|Genre||Symphonic Melodic Metal|
|Release Date||8 November 2019|
The Dark Element was formed in 2016 by former Nightwish vocalist Anette Olzon and former Sonata Arctica guitarist Jani Liimatainen. Their self-titled debut combined elements of symphonic metal and pop to deliver a strong, synth-heavy melodic metal album. While that debut was pretty good, their sophomore effort, Songs the Night Sings blows it out of the fucking water. The sound is fuller, the arrangements are more diverse, and everything else has gotten a serious upgrade.
All of the aspects of The Dark Element that were good still remain. Anette’s vocals (while a bit more chesty and less sharp this time around) are as good as ever and belt out some excellent melodies. On top of that, the electronic and synth elements are lively, and a powerful energy is carried through the whole album. However, the synth stuff is now supported by orchestrations and the guitarwork is way more intricate. Combine this with a beefier production and you quickly see why this could be the best melodic metal album of the year.
Another area in which Songs the Night Sings excels in is variety. There’s not a whole lot you won’t find in this album; there are lighter songs in ‘I Have to Go’ and ‘To Whatever End’, intense, riff-heavy tracks like ‘The Pallbearer Walks Alone’ and ‘Not Your Monster’, and everything in between. The album also flows really smoothly, with well-constructed ups-and-downs, allowing for the emotionality to run organically.
Aside from all this, the biggest improvement is in the little things.
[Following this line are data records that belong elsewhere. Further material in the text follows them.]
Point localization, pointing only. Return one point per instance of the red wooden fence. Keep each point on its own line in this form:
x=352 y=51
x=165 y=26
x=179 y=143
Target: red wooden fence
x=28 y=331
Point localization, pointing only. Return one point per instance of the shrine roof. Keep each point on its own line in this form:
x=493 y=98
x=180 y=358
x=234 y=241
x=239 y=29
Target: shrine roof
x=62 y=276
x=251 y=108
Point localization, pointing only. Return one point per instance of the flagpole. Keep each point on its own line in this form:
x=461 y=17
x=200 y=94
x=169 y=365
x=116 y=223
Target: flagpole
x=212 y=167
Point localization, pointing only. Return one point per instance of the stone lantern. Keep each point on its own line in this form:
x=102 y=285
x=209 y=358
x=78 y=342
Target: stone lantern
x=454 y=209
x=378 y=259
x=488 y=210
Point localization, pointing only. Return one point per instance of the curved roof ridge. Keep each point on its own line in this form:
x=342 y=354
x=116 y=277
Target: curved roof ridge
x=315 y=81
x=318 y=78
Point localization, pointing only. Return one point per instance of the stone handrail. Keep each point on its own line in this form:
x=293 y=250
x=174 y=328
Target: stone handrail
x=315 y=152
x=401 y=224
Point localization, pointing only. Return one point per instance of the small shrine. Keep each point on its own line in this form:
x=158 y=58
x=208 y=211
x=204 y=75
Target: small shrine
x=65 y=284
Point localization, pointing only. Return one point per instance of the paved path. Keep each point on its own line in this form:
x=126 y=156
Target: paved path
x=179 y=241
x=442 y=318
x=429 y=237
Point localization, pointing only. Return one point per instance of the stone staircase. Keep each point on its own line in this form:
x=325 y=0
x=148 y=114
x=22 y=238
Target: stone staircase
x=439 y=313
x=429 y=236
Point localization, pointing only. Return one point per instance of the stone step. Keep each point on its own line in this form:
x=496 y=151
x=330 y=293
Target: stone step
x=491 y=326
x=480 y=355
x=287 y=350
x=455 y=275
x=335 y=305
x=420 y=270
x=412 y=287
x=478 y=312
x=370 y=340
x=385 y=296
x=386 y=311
While I really enjoyed The Dark Element, my primary complaint was the lack of detail. Fortunately, this is the farthest thing from being an issue here because it’s full to the brim with expertly-placed touches. Some of my favourites include the synthwork in ‘The Pallbearer Walks Alone’, the 7/4 section in ‘Pills on my Pillow’, the killer guitar solos, and the funky instrumental in ‘Get Out of My Head’, but that’s just scratching the surface of what this album has to offer.
If you’re looking for an electronic/metal crossover that works, look no further than Songs the Night Sings. It brings all the weight and emotion of metal and tops it off with a shiny, melodic finish without losing any musical integrity.